The islands were only a few acres in side, with steep sides that make for a dark interior when down among the base of the trees. In fact, these islands were probably the tips of ancient mountains protruding up out of the sea in the area. For the pigeons, they had been an ideal source of refuge from local hunters and sea eagles. The loud blast from the Papua hunter's single-shot guns made hunting difficult when searching for the pigeons. It usually set the pigeons to flight. If hit, the birds often spiralled down from the overhanging trees and into the water below, to sink immediately. The islanders created a system to counteract this. The majority of the hunting party would stay on the island to shoot the birds and one or two hunters, in canoes, would circle below to snatch the birds if they headed for the sea.
This particular late afternoon was probably the most successful pigeon hunt the locals had ever had. Working as a team and with the sham-eyed Papuan boys pointing out the bird silhouettes, we slowly worked our way across and around the edge of the island. The score was a magnificent 12.
Resting as the sun set and darkness began to overtake us, we sat down on the edge of a cliff looking south and gathered a little of the cool sea breeze.

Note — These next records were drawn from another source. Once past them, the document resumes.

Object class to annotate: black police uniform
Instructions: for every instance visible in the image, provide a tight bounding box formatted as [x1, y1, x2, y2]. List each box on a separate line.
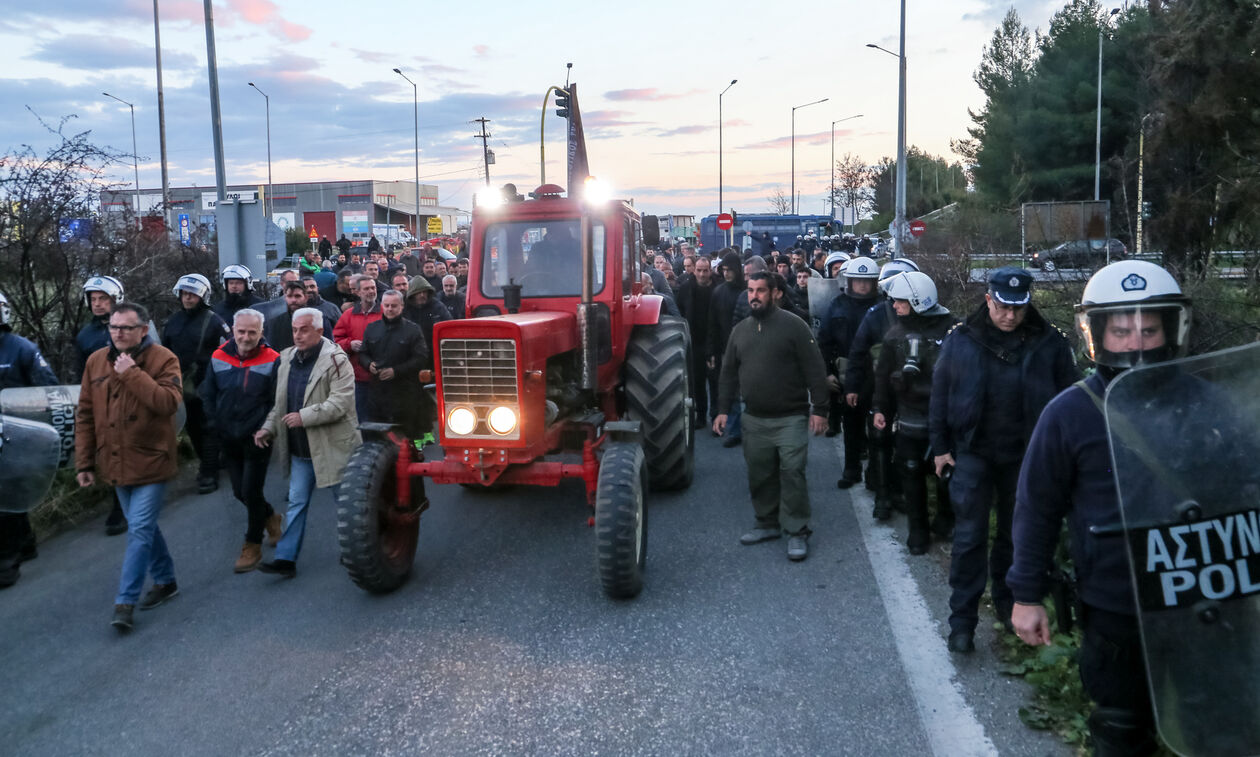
[930, 267, 1080, 646]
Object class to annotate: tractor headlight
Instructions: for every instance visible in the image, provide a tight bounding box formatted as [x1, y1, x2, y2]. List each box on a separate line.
[486, 406, 517, 436]
[446, 407, 476, 436]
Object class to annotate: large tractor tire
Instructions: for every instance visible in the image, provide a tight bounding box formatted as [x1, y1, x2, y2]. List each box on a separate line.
[336, 441, 427, 595]
[595, 441, 648, 600]
[625, 317, 696, 491]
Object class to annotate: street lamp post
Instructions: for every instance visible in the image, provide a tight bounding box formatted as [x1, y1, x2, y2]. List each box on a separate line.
[717, 79, 740, 221]
[394, 68, 420, 239]
[249, 82, 276, 220]
[101, 92, 140, 227]
[1094, 8, 1120, 203]
[791, 97, 830, 215]
[832, 113, 862, 220]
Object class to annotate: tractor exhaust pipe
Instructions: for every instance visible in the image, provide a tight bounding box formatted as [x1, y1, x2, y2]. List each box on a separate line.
[577, 213, 597, 392]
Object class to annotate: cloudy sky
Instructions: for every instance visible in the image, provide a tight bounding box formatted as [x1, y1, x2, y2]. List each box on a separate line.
[0, 0, 1061, 214]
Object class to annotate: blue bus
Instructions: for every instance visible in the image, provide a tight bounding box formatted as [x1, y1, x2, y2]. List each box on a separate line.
[701, 213, 840, 253]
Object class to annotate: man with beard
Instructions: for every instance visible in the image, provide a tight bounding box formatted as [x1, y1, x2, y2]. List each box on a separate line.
[713, 271, 828, 562]
[359, 290, 428, 438]
[212, 265, 262, 324]
[704, 251, 747, 447]
[677, 257, 717, 426]
[163, 273, 232, 494]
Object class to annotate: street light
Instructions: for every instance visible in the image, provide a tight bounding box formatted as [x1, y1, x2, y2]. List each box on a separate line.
[101, 92, 140, 228]
[394, 68, 420, 239]
[791, 97, 830, 215]
[832, 113, 862, 220]
[249, 82, 276, 220]
[1094, 8, 1120, 203]
[717, 79, 740, 224]
[867, 0, 906, 257]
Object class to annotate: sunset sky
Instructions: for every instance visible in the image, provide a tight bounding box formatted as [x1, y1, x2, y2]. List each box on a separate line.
[0, 0, 1061, 215]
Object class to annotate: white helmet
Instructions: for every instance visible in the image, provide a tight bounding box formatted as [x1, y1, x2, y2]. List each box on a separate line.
[844, 256, 879, 278]
[823, 251, 849, 276]
[83, 276, 122, 305]
[1076, 261, 1191, 369]
[171, 273, 210, 302]
[219, 263, 253, 288]
[883, 271, 944, 315]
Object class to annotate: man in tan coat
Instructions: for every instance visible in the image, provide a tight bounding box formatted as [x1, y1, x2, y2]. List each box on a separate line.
[74, 302, 184, 631]
[253, 307, 362, 578]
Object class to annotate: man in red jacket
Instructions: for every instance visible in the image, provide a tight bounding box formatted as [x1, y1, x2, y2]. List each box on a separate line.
[333, 276, 381, 421]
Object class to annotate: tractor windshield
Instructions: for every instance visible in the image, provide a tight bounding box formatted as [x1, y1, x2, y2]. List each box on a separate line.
[481, 218, 605, 297]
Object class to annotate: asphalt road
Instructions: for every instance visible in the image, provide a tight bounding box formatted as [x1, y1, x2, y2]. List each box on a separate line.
[0, 433, 1071, 757]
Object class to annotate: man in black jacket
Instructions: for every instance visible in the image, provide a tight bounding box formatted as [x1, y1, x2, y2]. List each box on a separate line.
[161, 273, 232, 494]
[930, 267, 1080, 652]
[359, 290, 428, 430]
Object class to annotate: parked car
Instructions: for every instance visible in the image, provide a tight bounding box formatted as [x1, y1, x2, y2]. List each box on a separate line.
[1032, 239, 1129, 271]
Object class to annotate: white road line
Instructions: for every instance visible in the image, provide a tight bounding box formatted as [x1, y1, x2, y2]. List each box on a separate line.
[837, 445, 998, 757]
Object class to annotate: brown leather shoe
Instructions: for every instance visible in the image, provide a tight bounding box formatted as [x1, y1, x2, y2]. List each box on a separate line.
[263, 513, 285, 547]
[234, 542, 262, 573]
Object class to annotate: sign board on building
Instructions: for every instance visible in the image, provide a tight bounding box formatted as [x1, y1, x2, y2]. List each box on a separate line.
[202, 189, 258, 210]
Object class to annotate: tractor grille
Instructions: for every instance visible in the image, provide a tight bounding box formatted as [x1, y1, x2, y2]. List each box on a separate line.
[438, 339, 517, 407]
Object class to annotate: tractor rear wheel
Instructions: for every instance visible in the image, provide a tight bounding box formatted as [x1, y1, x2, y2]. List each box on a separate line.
[625, 317, 696, 490]
[595, 441, 648, 600]
[336, 441, 428, 595]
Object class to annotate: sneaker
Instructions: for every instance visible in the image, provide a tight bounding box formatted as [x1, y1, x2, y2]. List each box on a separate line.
[263, 513, 285, 547]
[949, 631, 975, 655]
[740, 528, 782, 547]
[138, 581, 179, 610]
[232, 542, 262, 573]
[258, 559, 297, 578]
[110, 605, 136, 634]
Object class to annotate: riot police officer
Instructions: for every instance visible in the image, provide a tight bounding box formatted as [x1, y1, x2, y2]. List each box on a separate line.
[818, 253, 879, 489]
[161, 273, 232, 494]
[0, 292, 58, 588]
[1007, 261, 1189, 756]
[929, 266, 1080, 652]
[872, 271, 955, 554]
[843, 258, 919, 520]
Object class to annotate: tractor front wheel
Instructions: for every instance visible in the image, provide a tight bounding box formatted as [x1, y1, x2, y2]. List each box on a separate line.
[336, 441, 428, 595]
[595, 441, 648, 600]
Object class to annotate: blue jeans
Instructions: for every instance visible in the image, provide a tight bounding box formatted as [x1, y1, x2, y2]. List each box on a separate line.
[276, 456, 339, 562]
[113, 481, 175, 605]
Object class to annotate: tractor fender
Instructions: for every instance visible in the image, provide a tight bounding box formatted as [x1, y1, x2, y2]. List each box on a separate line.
[630, 295, 664, 326]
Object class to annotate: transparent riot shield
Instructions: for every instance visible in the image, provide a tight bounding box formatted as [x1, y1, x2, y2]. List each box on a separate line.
[1104, 344, 1260, 756]
[0, 416, 62, 513]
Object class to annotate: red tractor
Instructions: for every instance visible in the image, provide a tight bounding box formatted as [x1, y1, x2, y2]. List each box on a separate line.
[338, 86, 694, 598]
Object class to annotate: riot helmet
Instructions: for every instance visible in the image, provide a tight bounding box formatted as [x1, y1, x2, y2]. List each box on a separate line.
[883, 271, 946, 315]
[83, 276, 123, 305]
[221, 263, 253, 291]
[1076, 261, 1191, 373]
[171, 273, 210, 302]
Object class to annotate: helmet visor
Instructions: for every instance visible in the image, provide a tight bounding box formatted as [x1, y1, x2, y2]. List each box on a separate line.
[1076, 301, 1191, 369]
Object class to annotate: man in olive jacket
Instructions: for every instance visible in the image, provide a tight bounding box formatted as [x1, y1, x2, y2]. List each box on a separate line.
[74, 302, 184, 631]
[253, 307, 362, 578]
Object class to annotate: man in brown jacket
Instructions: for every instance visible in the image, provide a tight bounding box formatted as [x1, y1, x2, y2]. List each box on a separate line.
[74, 302, 183, 631]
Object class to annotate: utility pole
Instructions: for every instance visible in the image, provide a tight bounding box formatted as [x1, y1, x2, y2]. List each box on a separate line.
[154, 0, 173, 229]
[473, 116, 493, 186]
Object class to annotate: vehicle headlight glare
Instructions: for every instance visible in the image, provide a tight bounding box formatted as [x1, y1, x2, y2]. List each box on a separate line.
[488, 406, 517, 435]
[446, 407, 476, 436]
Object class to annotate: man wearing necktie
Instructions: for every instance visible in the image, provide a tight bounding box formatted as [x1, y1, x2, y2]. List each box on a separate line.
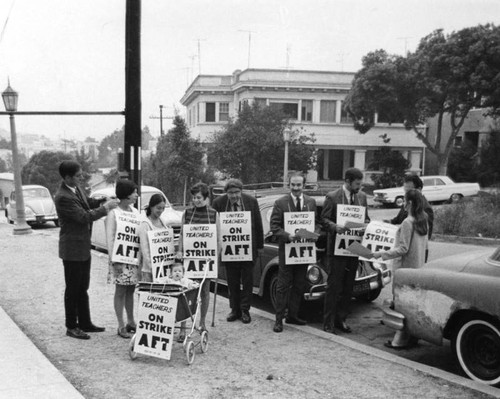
[54, 161, 118, 339]
[212, 179, 264, 324]
[321, 168, 370, 334]
[270, 173, 319, 333]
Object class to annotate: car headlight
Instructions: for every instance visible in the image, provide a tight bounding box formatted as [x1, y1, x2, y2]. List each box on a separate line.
[307, 265, 322, 284]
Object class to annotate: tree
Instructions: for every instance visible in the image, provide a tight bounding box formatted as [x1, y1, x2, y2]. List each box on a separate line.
[208, 103, 316, 184]
[154, 115, 214, 202]
[21, 151, 90, 194]
[368, 147, 410, 188]
[477, 131, 500, 187]
[345, 24, 500, 174]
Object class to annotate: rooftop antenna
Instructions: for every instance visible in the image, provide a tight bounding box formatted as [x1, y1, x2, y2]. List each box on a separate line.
[238, 29, 255, 69]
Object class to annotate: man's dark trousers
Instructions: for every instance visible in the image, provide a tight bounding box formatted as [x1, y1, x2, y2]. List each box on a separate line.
[224, 261, 253, 314]
[323, 256, 358, 327]
[276, 263, 307, 320]
[63, 258, 92, 329]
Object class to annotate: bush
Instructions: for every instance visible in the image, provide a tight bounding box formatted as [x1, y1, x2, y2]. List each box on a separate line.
[434, 192, 500, 238]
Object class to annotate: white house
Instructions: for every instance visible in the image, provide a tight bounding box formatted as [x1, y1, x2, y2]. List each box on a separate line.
[181, 69, 425, 180]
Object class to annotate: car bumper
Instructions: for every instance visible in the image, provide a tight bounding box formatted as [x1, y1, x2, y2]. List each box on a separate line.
[382, 306, 405, 331]
[304, 270, 391, 301]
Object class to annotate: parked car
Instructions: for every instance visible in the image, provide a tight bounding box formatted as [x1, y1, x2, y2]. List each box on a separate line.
[383, 247, 500, 386]
[219, 195, 391, 306]
[373, 176, 479, 207]
[5, 184, 59, 226]
[90, 186, 182, 251]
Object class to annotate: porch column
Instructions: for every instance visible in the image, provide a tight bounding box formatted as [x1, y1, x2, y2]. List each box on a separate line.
[354, 150, 366, 172]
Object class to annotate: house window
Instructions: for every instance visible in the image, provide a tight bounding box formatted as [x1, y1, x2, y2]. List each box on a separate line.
[269, 103, 299, 119]
[219, 103, 229, 122]
[340, 101, 352, 123]
[319, 100, 337, 123]
[301, 100, 312, 122]
[205, 103, 215, 122]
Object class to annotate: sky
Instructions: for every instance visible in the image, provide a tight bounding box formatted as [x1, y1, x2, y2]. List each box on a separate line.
[0, 0, 500, 141]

It dawned on me suddenly that there was nothing but 700 kilometres of ocean between where I was sitting and Australia. It was a long way from home for a former Sydney suburbs boy. I felt like Robinson Crusoe - isolated.
The trip back to the village was in the usual precarious canoe - I hated the thing. Unsteady, low freeboard and the risk of going overboard. Always being conscious that my rifle could be committed to a watery grave in the event of an upset- As we paddled back, somewhere in the depths below us lay the broken remains of an American B-52 Mitchell bomber, one of three lost on a flight from Australia to New Guinea in 1942.
The captain had attempted a water-landing, misjudged and crashed. A nose wheel, which had later floated ashore, was kept in the local village as proof of the tragedy.
Only a week earlier I had stepped on a sea urchin and my heel was painfully pierced and full of spikes. It was a serious situation. I was a long way from civilization and infection would set in very quickly in the moist and wet climate. When the local people approached me with a flat-topped stone and claimed they could fix my heel, I thought I was becoming delusional. But fix it they did. The spikes were, in fact, of a shell-like quality and pounding my heel with the stone didn't actually drive them deeper.
It shattered them into thousands of tiny pieces, which dissipated into the skin and dissolved, causing no further problems.
I was a babe in the woods and jungle in Papua and still on a steep learning curve, despite many earlier years bush walking and hunting in Australia.
My heart has never left the Suau people and the fishing and hunting experiences we shared together. They are a courteous people who taught me so much, when I knew so little about their environment.
Readers will be pleased to know that the author maintains contact with the Suau people by letter. Mokuku's granddaughter, aged eight at the time I met her, still corresponds after 30 years and keeps me up-to-date with life on the island - via photos from disposable cameras.